History of the Concept Car

May 10, 2010

About three years ago, a concept car began to make the rounds of the major auto shows as a show vehicle from General Motors. It was slated to be the new Camaro, although it was dressed in different fenders, quarter panel extensions, and other devices that were being used to shield its true lines.

One would have found the lines hard to follow in the first place. The Chevrolet Division of GM still had not completely fleshed out the final lines of the Camaro and some test groups and other blind market studies were still underway.

Still, the marketing people at General Motors were working behind the scenes, looking at the audience response cards. Each study group is required to fill out cards which show the features they like and those they do not like, and were formulating the vehicle that was to become the 2010 Chevrolet Camaro.

Pony Car

One of the concerns, noted by some on the auto show circuit, was that the new Camaro looked too much like the 1969 Camaro, one of the cult classics of the Pony Car era.
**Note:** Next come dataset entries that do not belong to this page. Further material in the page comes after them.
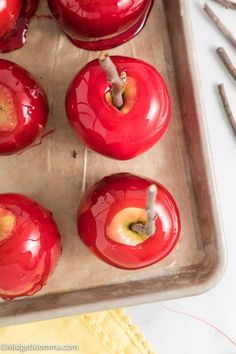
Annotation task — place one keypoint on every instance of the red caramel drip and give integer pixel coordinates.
(16, 38)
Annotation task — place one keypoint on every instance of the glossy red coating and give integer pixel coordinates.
(119, 134)
(14, 22)
(117, 192)
(29, 255)
(30, 104)
(100, 24)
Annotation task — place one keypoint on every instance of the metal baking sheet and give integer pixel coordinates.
(181, 161)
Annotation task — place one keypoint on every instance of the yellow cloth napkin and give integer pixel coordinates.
(109, 332)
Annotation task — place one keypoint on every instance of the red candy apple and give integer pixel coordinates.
(14, 21)
(100, 24)
(23, 108)
(128, 221)
(122, 118)
(29, 246)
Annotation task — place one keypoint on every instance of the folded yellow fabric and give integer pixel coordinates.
(109, 332)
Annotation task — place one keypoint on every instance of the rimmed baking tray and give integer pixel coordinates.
(181, 161)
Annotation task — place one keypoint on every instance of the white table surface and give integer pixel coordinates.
(170, 332)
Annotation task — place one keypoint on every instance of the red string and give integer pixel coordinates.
(47, 17)
(232, 341)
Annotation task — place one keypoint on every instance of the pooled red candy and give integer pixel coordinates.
(14, 22)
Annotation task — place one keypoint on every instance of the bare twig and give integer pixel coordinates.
(149, 228)
(227, 3)
(227, 108)
(114, 78)
(227, 62)
(220, 25)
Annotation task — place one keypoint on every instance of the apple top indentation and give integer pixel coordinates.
(119, 133)
(8, 112)
(7, 223)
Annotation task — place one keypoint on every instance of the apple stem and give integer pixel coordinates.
(149, 228)
(113, 77)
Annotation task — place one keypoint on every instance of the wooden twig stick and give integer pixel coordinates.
(149, 228)
(224, 30)
(114, 78)
(227, 4)
(227, 108)
(227, 62)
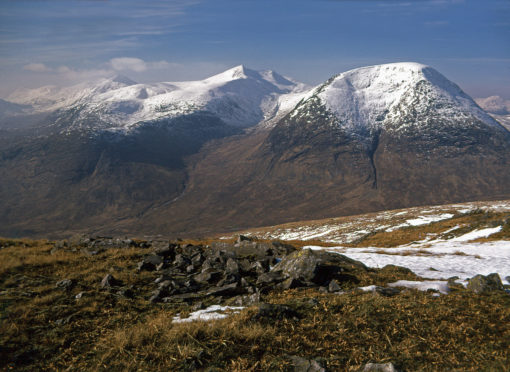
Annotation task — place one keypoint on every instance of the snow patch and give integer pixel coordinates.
(211, 313)
(436, 285)
(476, 234)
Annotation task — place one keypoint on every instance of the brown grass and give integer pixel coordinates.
(103, 331)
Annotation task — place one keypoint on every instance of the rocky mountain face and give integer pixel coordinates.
(174, 158)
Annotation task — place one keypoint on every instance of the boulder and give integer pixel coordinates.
(65, 284)
(333, 286)
(300, 364)
(226, 290)
(150, 263)
(480, 283)
(379, 367)
(110, 281)
(270, 278)
(319, 267)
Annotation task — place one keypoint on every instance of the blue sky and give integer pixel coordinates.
(67, 41)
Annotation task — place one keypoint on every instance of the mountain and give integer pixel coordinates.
(239, 97)
(246, 148)
(497, 107)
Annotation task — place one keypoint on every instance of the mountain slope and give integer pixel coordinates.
(381, 137)
(355, 144)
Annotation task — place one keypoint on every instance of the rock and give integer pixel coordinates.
(208, 276)
(333, 286)
(109, 281)
(190, 269)
(125, 292)
(65, 284)
(387, 291)
(273, 311)
(198, 306)
(272, 277)
(226, 290)
(260, 266)
(232, 267)
(156, 296)
(181, 261)
(244, 238)
(319, 267)
(300, 364)
(161, 266)
(150, 262)
(379, 367)
(282, 249)
(480, 283)
(247, 300)
(290, 283)
(165, 284)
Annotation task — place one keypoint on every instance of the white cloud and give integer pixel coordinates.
(36, 67)
(128, 64)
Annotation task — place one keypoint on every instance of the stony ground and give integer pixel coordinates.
(121, 304)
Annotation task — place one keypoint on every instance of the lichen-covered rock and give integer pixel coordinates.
(319, 267)
(379, 367)
(480, 283)
(300, 364)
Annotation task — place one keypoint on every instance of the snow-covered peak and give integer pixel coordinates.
(239, 96)
(379, 96)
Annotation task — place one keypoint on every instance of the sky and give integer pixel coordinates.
(63, 42)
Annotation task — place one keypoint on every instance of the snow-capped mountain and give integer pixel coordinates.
(498, 108)
(397, 97)
(240, 97)
(179, 159)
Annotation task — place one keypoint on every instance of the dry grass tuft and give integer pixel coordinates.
(45, 328)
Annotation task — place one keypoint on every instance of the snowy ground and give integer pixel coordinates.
(348, 229)
(210, 313)
(439, 259)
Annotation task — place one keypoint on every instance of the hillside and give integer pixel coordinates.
(90, 303)
(244, 149)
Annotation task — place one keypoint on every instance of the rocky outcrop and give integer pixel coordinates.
(481, 283)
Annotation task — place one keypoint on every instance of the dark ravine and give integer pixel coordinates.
(196, 175)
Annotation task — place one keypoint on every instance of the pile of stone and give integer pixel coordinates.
(242, 270)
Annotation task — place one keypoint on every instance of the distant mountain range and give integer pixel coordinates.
(242, 149)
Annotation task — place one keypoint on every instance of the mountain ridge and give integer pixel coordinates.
(380, 137)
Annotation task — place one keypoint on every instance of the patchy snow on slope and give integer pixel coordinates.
(422, 220)
(476, 234)
(439, 259)
(379, 96)
(211, 313)
(435, 285)
(343, 230)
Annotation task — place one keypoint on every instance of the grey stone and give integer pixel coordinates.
(109, 281)
(379, 367)
(226, 290)
(272, 277)
(65, 284)
(333, 286)
(480, 283)
(247, 300)
(300, 364)
(231, 267)
(319, 267)
(290, 283)
(208, 276)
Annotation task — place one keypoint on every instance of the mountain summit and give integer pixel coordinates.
(175, 158)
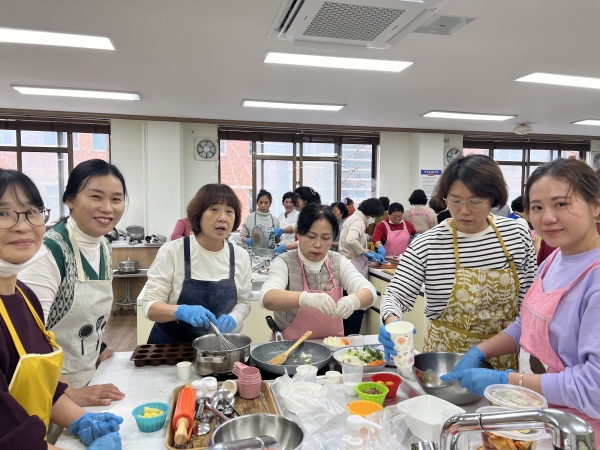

The term Pony Car was ushered in by the ever-growing Mustang in the late 1960s. The Mustang was a Pony and the term and the era became synonymous. That aside, one could still see definite remembrances of things past with the Camaro that was set to debut in 2010.

Single Headlight Arrays

First, one could see the single headlight arrays at the corners of the egg-crate, blacked out grille. Each light array, in turn was recessed under an overhang that was truly reminiscent of the 1969/70 Chevrolet Camaro. This was the last of the Camaros to hold this line until the debut of a similar line in 2010, as the L6 restyling took its place and made its own mark on General Motors’ history.

The L6 redesign was first debuted at the end of the 1967 car show year, as a concept car in its own right, and with minor changes took its place in the pantheon of GM classic vehicles that were to last more than 20 years in basic outline.

If one were to look closely at the car designs being shown as future cars, one would also likely see styling hints that would impact other lines. For example, the 2008 Malibu, with its dual egg-crate front-end styling could be seen as early as 2005 in the car show examples of the major restyling of the Impala that made its appearance in model year 2006/07. Indeed, some of the lineage is still visible, although very subtly in the 2010 Camaro.

Future Car Designs

Perhaps more than any other factor, the show vehicles you see as future car designs and concept cars are key marketing tools for an automaker. They provide direct evidence of an automaker’s design thinking. If one watches closely, they can see just how much input the public has. A design that appears in Geneva as one vehicle,may appear later in the year as something else at the New York auto show. It all depends on public reaction. The public, though, is the group that will be buying the car in the future.